Graphic 8: Flat-sheet testing skid
If the first proposed protocol does not produce satisfactory permeability recovery, additional coupons can be used to evaluate alternative conditions. This flexibility allows for cleaning chemistry and operating parameters optimization before applying them full scale. Instead of relying on assumptions, the protocol is confirmed through controlled testing.

Graphic 9: Flat-sheet cleaning study on a membrane fouled with severe organic deposits. The same cleaning procedure (pH 12.5, 35°C) was applied using a specialty organic foulant cleaner (Trial 1) and standard caustic (Trial 2). The specialty cleaner completely removed the foulant within 2 hours, while caustic showed little to no removal even after 6 hours.
One limitation of flat-sheet or coupon testing is that the feed spacer is removed during mounting. As a result, while surface fouling removal can be evaluated accurately, hydraulic performance related to spacer blockage cannot be assessed. If the system is experiencing elevated differential pressure and feed spacer fouling is suspected, a full-element cleaning study may be necessary.
In a full-element study, an intact fouled element is cleaned under realistic hydraulic conditions. Because only one full cleaning trial can be performed on a given element, this step is typically reserved for after the foulant has been identified and the chemistry has been refined through coupon testing. At this stage, the full-element study serves as confirmation that the proposed protocol restores both permeability and differential pressure under real operating conditions.

Graphic 10: Full-element cleaning study evaluating whether Cleaner B should reduce the extremely high differential pressure across the membrane. The study confirmed that the cleaner successfully restored hydraulic performance.

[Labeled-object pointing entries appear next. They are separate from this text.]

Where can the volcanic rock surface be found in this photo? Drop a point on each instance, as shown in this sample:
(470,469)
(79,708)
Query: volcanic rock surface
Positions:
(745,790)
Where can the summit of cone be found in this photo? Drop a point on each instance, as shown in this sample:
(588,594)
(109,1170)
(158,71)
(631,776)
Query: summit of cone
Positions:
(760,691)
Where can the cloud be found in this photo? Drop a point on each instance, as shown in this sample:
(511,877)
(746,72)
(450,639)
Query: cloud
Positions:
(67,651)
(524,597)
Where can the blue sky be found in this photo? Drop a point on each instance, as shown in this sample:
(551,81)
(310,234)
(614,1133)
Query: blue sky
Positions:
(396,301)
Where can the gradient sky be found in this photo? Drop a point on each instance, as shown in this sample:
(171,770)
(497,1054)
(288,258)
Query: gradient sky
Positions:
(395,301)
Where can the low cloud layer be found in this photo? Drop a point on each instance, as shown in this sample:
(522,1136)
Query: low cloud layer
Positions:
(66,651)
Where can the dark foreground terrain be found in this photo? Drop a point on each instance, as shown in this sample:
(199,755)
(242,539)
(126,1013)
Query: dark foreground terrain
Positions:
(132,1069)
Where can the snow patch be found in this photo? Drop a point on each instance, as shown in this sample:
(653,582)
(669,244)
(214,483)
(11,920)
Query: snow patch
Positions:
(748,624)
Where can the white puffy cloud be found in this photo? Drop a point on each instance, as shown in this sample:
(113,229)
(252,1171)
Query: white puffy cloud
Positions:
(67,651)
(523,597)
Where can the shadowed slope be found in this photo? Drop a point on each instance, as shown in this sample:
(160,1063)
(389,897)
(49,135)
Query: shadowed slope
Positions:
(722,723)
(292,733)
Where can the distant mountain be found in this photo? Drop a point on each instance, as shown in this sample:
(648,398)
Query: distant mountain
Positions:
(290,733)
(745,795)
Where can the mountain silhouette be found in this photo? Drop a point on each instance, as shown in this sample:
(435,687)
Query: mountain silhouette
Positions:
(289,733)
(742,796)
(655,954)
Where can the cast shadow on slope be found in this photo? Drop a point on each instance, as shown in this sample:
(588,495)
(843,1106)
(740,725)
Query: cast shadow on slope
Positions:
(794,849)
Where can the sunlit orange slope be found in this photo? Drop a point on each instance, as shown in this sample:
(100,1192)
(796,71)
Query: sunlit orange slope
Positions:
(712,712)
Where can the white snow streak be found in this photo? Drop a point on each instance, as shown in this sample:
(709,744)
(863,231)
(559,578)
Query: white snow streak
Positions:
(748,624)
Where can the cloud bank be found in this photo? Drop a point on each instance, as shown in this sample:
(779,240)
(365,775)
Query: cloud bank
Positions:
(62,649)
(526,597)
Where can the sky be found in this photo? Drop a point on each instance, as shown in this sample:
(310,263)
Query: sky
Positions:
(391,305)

By progressing from autopsy to coupon testing and, when necessary, to full-element validation, a cleaning protocol can be developed specifically for the foulant present in that system. Rather than applying a standard recipe, the final recommendation is based on confirmed foulant identification and tested removal performance.

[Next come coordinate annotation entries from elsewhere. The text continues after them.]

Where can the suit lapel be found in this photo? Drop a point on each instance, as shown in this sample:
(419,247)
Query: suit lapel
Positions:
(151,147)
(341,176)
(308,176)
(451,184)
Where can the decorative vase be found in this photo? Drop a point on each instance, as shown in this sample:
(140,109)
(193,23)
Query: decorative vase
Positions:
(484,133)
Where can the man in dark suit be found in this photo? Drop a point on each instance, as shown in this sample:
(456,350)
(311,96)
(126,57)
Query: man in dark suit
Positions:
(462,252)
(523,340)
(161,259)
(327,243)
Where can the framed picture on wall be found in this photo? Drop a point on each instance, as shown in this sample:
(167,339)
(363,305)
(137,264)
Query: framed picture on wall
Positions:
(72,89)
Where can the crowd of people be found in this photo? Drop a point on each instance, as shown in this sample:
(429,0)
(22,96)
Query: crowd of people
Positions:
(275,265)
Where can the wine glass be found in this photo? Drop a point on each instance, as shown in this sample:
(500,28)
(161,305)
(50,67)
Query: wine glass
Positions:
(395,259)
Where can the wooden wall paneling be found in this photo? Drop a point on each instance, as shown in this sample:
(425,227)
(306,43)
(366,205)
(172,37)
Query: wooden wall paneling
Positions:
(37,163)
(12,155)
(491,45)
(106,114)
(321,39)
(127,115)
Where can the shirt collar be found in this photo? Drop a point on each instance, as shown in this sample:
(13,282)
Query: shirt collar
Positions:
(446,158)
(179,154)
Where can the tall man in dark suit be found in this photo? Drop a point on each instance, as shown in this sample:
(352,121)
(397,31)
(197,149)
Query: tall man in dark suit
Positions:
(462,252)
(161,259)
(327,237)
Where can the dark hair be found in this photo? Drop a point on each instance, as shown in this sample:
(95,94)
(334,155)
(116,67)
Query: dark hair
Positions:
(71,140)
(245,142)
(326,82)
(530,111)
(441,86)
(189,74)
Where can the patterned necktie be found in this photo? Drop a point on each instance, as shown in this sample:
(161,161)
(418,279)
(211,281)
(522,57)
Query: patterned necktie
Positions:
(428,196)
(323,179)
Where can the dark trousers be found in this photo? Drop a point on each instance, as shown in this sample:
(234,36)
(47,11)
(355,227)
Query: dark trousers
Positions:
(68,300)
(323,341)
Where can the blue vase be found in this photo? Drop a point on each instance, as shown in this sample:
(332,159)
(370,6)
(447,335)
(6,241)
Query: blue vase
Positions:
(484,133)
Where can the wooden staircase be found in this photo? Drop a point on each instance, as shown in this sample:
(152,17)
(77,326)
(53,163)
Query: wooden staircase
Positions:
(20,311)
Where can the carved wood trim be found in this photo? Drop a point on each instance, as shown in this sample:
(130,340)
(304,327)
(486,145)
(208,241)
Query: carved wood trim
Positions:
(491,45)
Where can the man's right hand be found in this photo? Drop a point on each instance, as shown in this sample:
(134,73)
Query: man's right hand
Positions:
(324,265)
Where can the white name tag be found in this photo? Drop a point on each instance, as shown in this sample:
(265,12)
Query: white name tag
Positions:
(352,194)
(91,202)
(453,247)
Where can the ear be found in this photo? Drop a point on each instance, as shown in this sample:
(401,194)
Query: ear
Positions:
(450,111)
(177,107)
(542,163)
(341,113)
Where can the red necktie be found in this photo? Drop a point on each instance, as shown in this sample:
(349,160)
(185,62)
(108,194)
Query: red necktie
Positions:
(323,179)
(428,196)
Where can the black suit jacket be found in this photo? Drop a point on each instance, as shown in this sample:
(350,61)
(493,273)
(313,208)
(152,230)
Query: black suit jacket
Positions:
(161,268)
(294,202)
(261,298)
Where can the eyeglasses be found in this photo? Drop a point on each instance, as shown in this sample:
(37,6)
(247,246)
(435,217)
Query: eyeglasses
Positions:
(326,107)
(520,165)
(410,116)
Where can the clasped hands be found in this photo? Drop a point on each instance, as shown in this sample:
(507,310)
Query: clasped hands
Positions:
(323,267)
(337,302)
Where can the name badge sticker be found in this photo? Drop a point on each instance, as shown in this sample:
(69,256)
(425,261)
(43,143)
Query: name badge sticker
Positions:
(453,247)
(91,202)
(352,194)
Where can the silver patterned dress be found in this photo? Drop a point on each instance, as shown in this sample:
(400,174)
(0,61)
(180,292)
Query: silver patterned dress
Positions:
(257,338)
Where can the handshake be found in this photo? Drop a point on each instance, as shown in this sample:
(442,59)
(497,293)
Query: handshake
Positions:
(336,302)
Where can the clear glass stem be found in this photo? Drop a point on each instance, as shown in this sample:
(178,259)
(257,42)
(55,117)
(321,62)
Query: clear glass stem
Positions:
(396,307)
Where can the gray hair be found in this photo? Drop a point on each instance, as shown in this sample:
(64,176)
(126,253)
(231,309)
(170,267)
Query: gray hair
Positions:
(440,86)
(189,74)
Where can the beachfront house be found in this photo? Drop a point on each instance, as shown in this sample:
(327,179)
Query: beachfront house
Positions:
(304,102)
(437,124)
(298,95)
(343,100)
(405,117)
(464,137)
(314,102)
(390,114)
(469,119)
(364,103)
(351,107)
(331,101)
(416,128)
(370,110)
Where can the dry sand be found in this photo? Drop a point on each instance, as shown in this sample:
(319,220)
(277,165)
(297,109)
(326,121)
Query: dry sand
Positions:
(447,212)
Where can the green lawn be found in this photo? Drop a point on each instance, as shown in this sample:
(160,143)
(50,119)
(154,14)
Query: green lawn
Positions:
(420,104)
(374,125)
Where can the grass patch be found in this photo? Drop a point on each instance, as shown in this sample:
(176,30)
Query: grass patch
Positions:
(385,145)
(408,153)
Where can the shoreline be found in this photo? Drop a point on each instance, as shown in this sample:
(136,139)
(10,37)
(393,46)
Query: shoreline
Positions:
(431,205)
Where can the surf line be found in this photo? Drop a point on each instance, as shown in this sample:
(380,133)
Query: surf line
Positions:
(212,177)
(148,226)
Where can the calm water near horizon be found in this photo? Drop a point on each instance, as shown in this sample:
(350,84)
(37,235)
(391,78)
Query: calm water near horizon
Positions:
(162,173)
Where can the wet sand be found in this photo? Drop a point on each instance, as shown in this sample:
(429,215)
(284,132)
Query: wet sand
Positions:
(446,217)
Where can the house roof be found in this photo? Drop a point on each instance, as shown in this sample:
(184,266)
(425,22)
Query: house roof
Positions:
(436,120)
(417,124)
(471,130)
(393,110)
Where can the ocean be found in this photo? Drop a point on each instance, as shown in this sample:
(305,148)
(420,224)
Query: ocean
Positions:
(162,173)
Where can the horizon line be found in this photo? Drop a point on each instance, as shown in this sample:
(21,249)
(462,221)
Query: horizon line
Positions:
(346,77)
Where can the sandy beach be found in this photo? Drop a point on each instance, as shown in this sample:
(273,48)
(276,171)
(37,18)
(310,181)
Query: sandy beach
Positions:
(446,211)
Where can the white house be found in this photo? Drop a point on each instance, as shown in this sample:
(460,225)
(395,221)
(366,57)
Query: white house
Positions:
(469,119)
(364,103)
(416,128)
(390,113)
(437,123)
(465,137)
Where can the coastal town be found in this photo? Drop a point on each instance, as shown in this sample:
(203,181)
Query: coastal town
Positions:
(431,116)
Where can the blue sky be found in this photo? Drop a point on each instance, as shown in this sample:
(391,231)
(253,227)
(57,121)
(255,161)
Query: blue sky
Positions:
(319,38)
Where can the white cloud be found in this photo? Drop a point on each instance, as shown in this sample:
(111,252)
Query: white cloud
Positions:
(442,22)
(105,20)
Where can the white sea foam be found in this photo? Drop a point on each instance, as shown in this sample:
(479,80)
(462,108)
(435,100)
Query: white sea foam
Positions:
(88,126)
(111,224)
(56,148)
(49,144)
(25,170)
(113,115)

Implementing the Protocol and Confirming Results
Once the foulant has been identified and the cleaning protocol has been validated, the full-scale CIP can be performed. However, the process does not end when the system is placed back online.

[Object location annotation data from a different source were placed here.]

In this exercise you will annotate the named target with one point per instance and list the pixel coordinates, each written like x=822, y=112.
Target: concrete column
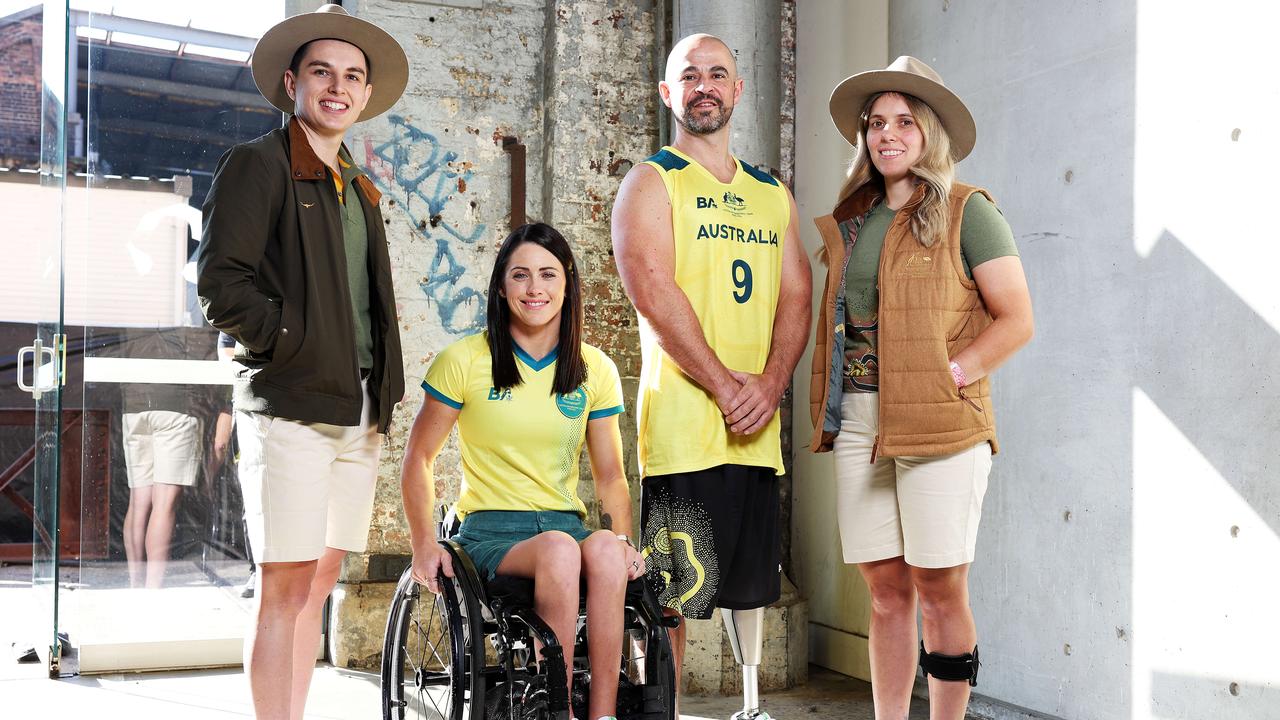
x=752, y=28
x=833, y=40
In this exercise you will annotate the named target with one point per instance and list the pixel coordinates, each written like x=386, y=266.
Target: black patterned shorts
x=711, y=538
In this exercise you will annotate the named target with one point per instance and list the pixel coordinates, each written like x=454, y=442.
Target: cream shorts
x=307, y=486
x=924, y=509
x=161, y=446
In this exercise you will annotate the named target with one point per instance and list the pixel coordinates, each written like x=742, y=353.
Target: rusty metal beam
x=512, y=146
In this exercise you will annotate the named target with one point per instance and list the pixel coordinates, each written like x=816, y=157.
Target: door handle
x=37, y=352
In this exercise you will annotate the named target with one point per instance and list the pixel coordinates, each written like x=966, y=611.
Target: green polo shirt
x=355, y=236
x=984, y=235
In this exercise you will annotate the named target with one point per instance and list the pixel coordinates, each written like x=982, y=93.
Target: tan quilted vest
x=928, y=311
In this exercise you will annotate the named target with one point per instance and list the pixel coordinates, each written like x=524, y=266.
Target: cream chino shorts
x=307, y=486
x=924, y=509
x=161, y=446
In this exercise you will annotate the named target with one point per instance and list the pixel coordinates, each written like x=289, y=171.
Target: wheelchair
x=467, y=654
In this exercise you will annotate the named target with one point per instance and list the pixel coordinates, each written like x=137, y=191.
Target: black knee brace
x=954, y=668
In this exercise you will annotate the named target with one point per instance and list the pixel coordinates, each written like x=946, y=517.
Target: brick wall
x=19, y=91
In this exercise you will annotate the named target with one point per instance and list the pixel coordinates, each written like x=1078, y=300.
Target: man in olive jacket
x=293, y=264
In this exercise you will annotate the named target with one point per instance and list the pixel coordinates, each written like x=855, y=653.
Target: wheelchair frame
x=467, y=654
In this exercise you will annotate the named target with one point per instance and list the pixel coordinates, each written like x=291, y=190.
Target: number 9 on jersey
x=741, y=281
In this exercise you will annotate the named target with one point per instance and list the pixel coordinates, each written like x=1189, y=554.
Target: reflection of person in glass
x=525, y=396
x=161, y=454
x=295, y=265
x=924, y=297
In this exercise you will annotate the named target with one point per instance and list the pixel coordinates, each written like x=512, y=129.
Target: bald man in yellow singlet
x=709, y=253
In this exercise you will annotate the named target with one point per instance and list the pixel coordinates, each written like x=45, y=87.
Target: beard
x=704, y=123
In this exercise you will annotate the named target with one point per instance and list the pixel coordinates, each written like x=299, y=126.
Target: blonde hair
x=935, y=169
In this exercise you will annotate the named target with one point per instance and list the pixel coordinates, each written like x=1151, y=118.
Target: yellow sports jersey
x=728, y=261
x=520, y=446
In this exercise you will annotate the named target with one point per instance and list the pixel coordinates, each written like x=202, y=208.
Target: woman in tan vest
x=924, y=297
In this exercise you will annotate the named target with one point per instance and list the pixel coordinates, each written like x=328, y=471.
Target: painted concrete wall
x=1129, y=542
x=752, y=30
x=833, y=40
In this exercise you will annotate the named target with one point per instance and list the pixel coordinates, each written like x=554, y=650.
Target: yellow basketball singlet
x=728, y=261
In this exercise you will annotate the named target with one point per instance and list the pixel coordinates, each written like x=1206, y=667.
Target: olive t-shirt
x=355, y=237
x=983, y=236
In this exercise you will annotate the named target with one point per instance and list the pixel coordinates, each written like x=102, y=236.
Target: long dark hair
x=570, y=367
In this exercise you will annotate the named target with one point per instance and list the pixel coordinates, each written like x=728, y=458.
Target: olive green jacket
x=272, y=273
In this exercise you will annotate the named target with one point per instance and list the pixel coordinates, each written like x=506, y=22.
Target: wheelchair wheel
x=432, y=656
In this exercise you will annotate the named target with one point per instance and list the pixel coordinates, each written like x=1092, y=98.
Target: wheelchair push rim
x=430, y=655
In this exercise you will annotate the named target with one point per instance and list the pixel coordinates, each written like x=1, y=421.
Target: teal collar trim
x=535, y=364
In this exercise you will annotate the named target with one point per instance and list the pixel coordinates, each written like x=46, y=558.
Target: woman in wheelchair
x=525, y=395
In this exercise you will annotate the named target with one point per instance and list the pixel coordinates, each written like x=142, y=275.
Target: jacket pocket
x=288, y=337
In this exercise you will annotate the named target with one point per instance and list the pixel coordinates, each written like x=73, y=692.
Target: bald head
x=702, y=83
x=699, y=46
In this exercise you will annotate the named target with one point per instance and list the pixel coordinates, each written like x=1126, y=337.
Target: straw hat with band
x=388, y=67
x=912, y=77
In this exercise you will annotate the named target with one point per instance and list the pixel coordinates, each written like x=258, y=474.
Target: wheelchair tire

The most important step after cleaning is performance verification. Normalized data must be reviewed to confirm that permeability, differential pressure, and salt rejection have returned to baseline or near-baseline values. Immediate improvement alone is not enough. The question is whether performance has been fully restored.
If recovery is incomplete, it does not necessarily mean the cleaning protocol was incorrect. In some cases, fouling may have already caused irreversible changes to the membrane that cannot be reversed by cleaning. The protocol may have successfully removed the foulant, yet the system may not fully return to its original baseline because permanent hydraulic restriction or membrane damage has already occurred. The best way to minimize this risk is to initiate cleanings when performance first deviates beyond recommended thresholds, rather than allowing fouling to persist for extended periods. Reviewing normalized data alongside autopsy and cleaning study findings helps determine whether the foulant was effectively removed or if irreversible damage has already taken place.

Graphic 11: Severe biofilm limited performance and standard cleanings were ineffective. After an autopsy and cleaning study determined effective protocol, a full-scale trial with a specialty biofilm penetrator restored 1st stage normalized differential pressure to baseline – the first full recovery achieved at this point.
The goal is not simply to clean when performance declines. The goal is to clean with intention, using evidence to guide chemistry selection and strategy. That way, cleanings become more predictable and more effective, intervals between cleanings extend, chemical exposure is minimized, downtime is reduced, and membrane life is preserved.
By identifying the foulant, validating the protocol, and confirming full-scale recovery, CIP moves from reactive maintenance to controlled performance management; saving time, reducing cost, and improving long-term system reliability.